Derivative Calculator

How Derivatives Are Computed

A derivative measures the instantaneous rate of change of a function — the slope of its graph at any point. The formal definition is: f'(x) = lim(h→0) [f(x+h) − f(x)] / h. In practice, derivatives are computed using established rules rather than this limit every time. The Power Rule handles xⁿ (giving nxⁿ⁻¹). The Product Rule handles f·g (giving f'g+fg'). The Chain Rule handles compositions f(g(x)) (giving f'(g(x))·g'(x)). The Quotient Rule handles f/g (giving (f'g−fg')/g²).

Common Derivative Formulas

d/dx[xⁿ] = nxⁿ⁻¹ · d/dx[eˣ] = eˣ · d/dx[ln x] = 1/x · d/dx[sin x] = cos x · d/dx[cos x] = −sin x · d/dx[tan x] = sec²x · d/dx[arctan x] = 1/(1+x²) · d/dx[arcsin x] = 1/√(1−x²). These formulas combined with the four main rules allow differentiation of almost any expression.

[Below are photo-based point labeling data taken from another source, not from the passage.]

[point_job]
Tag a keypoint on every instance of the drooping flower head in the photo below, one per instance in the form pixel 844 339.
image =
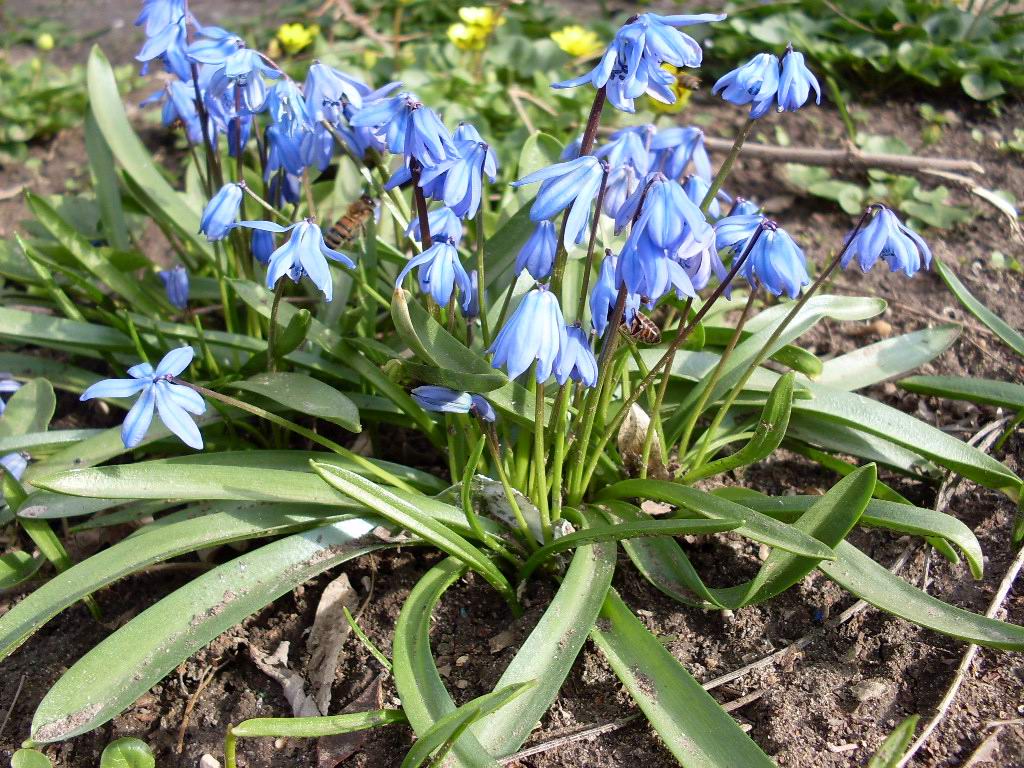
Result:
pixel 796 82
pixel 172 401
pixel 756 83
pixel 888 239
pixel 439 271
pixel 535 333
pixel 538 254
pixel 303 253
pixel 176 285
pixel 572 184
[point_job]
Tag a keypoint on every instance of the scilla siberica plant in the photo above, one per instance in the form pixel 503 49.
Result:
pixel 601 347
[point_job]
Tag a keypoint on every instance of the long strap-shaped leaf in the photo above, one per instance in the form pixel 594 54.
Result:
pixel 235 522
pixel 128 663
pixel 692 725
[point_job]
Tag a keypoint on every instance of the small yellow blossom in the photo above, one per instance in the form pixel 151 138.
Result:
pixel 295 37
pixel 679 88
pixel 578 41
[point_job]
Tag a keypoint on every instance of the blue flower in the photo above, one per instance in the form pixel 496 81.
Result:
pixel 7 386
pixel 887 239
pixel 14 463
pixel 442 221
pixel 536 332
pixel 409 128
pixel 220 212
pixel 440 270
pixel 572 184
pixel 776 262
pixel 677 147
pixel 172 401
pixel 303 253
pixel 796 83
pixel 755 83
pixel 262 246
pixel 538 254
pixel 176 284
pixel 632 65
pixel 576 359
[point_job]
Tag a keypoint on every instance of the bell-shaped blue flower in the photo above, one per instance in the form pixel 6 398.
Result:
pixel 176 285
pixel 678 147
pixel 756 83
pixel 776 262
pixel 576 359
pixel 573 185
pixel 535 333
pixel 538 254
pixel 796 83
pixel 439 271
pixel 303 253
pixel 886 238
pixel 173 402
pixel 442 221
pixel 220 212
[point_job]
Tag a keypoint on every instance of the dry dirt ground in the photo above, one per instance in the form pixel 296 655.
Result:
pixel 828 705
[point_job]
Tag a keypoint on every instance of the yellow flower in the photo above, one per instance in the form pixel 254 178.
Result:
pixel 679 88
pixel 578 41
pixel 295 37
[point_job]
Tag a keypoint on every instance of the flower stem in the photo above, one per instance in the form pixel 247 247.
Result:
pixel 726 168
pixel 379 472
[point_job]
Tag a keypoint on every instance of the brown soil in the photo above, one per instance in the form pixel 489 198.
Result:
pixel 829 705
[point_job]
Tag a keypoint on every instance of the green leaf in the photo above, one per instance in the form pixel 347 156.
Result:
pixel 127 753
pixel 29 410
pixel 884 359
pixel 225 522
pixel 692 725
pixel 450 727
pixel 756 526
pixel 305 394
pixel 859 574
pixel 108 109
pixel 987 391
pixel 424 696
pixel 137 655
pixel 767 436
pixel 869 416
pixel 94 262
pixel 404 514
pixel 30 759
pixel 895 744
pixel 996 325
pixel 549 652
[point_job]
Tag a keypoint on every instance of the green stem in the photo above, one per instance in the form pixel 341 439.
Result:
pixel 379 472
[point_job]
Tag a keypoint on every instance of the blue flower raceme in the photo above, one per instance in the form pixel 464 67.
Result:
pixel 573 185
pixel 444 400
pixel 439 271
pixel 535 333
pixel 220 212
pixel 173 402
pixel 776 262
pixel 888 239
pixel 303 253
pixel 756 83
pixel 796 83
pixel 632 65
pixel 576 359
pixel 677 148
pixel 538 254
pixel 176 284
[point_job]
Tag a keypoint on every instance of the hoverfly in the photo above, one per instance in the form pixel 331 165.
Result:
pixel 347 226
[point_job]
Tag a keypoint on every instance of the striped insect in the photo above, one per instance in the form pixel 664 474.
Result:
pixel 347 226
pixel 642 329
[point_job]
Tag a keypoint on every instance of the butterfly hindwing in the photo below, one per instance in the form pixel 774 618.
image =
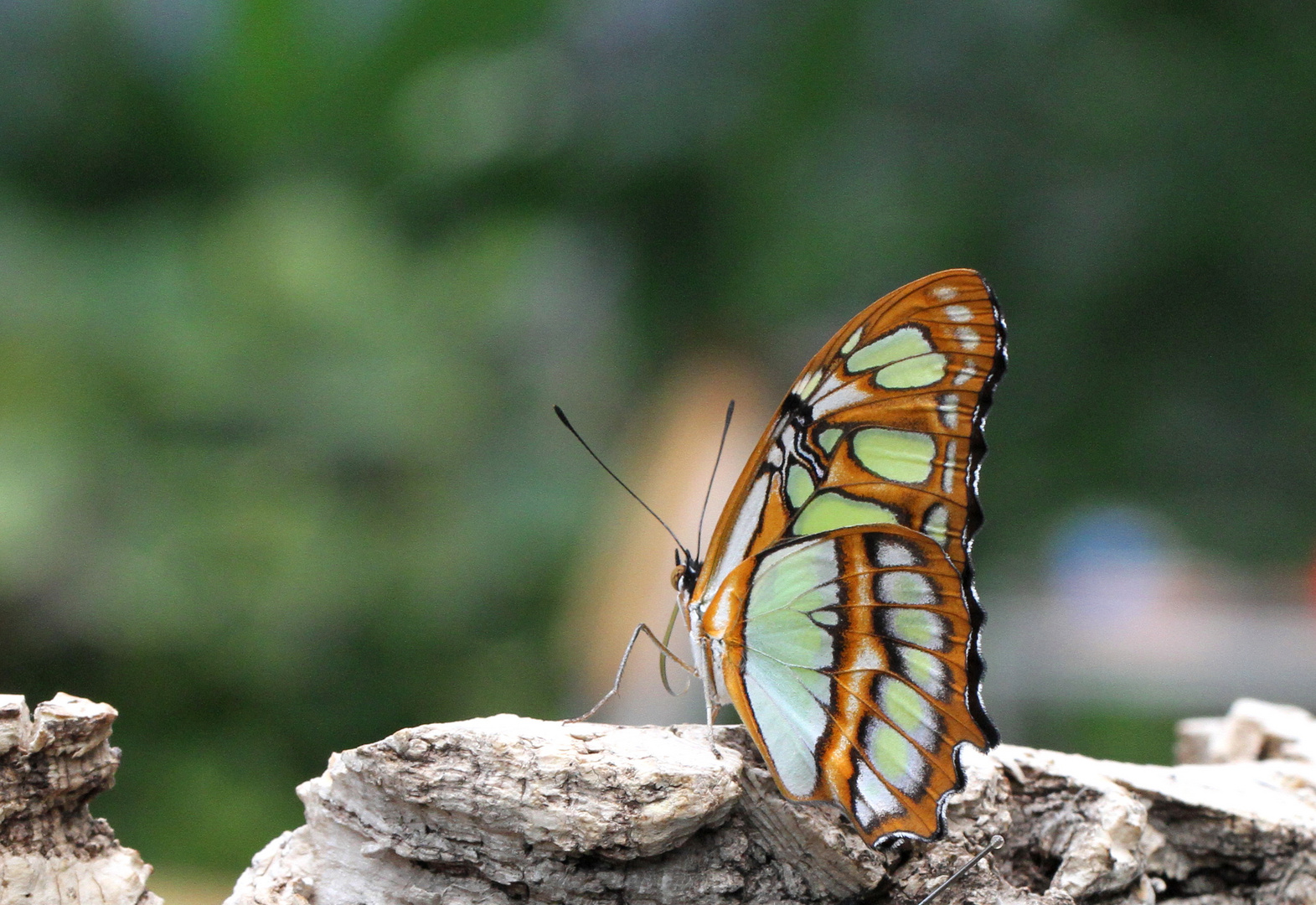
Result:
pixel 846 655
pixel 837 589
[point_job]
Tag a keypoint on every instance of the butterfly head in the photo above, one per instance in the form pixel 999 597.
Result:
pixel 686 573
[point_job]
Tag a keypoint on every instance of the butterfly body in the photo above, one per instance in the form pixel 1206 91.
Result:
pixel 834 608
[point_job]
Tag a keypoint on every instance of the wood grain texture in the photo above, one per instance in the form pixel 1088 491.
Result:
pixel 511 810
pixel 52 850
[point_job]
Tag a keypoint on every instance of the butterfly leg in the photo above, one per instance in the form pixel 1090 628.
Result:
pixel 617 683
pixel 711 705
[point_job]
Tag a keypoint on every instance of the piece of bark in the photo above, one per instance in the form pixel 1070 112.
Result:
pixel 507 809
pixel 1251 730
pixel 53 851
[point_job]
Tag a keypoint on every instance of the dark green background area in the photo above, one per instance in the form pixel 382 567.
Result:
pixel 288 289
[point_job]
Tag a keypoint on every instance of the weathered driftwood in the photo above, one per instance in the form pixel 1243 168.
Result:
pixel 508 809
pixel 52 850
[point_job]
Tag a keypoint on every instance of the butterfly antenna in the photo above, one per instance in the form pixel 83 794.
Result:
pixel 997 842
pixel 576 435
pixel 726 426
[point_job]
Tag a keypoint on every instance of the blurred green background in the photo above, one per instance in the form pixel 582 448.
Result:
pixel 288 289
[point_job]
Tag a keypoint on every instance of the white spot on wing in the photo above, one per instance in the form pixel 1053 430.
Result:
pixel 844 396
pixel 947 472
pixel 947 406
pixel 746 522
pixel 906 589
pixel 875 796
pixel 892 552
pixel 807 384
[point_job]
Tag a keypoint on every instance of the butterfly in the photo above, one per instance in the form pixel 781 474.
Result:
pixel 834 608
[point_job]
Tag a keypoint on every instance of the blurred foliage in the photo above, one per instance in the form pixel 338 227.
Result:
pixel 1132 735
pixel 288 290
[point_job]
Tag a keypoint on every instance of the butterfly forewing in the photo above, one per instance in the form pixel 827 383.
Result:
pixel 882 427
pixel 837 587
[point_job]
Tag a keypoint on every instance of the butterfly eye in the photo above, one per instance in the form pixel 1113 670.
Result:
pixel 675 576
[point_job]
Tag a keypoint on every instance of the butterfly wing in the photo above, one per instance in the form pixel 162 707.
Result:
pixel 877 442
pixel 848 656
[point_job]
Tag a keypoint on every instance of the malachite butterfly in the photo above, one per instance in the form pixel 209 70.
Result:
pixel 836 606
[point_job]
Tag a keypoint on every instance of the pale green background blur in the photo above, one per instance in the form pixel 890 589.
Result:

Step-by-Step Derivative Examples

Example 1: f(x) = 3x⁴ − 2x² + 7x − 1 → Apply Power Rule to each term: f'(x) = 12x³ − 4x + 7.

Example 2: f(x) = x²·sin(x) → Product Rule: f'(x) = 2x·sin(x) + x²·cos(x).

Example 3: f(x) = sin(x²+1) → Chain Rule: f'(x) = cos(x²+1)·2x = 2x·cos(x²+1).

Example 4: f(x) = eˣ/(x+1) → Quotient Rule: f'(x) = [eˣ(x+1) − eˣ·1]/(x+1)² = eˣ·x/(x+1)².

When to Use Each Rule

The right approach depends on the structure of the function. Product Rule: two functions multiplied, neither a simple constant. Quotient Rule: a fraction where both numerator and denominator depend on x. Chain Rule: any composition — any function where the argument is not plain x. Power Rule: any term of the form xⁿ with constant n. Multiple rules often apply simultaneously: d/dx[sin(x²)·eˣ] requires both the Product Rule (sin(x²) times eˣ) and the Chain Rule (for sin(x²)).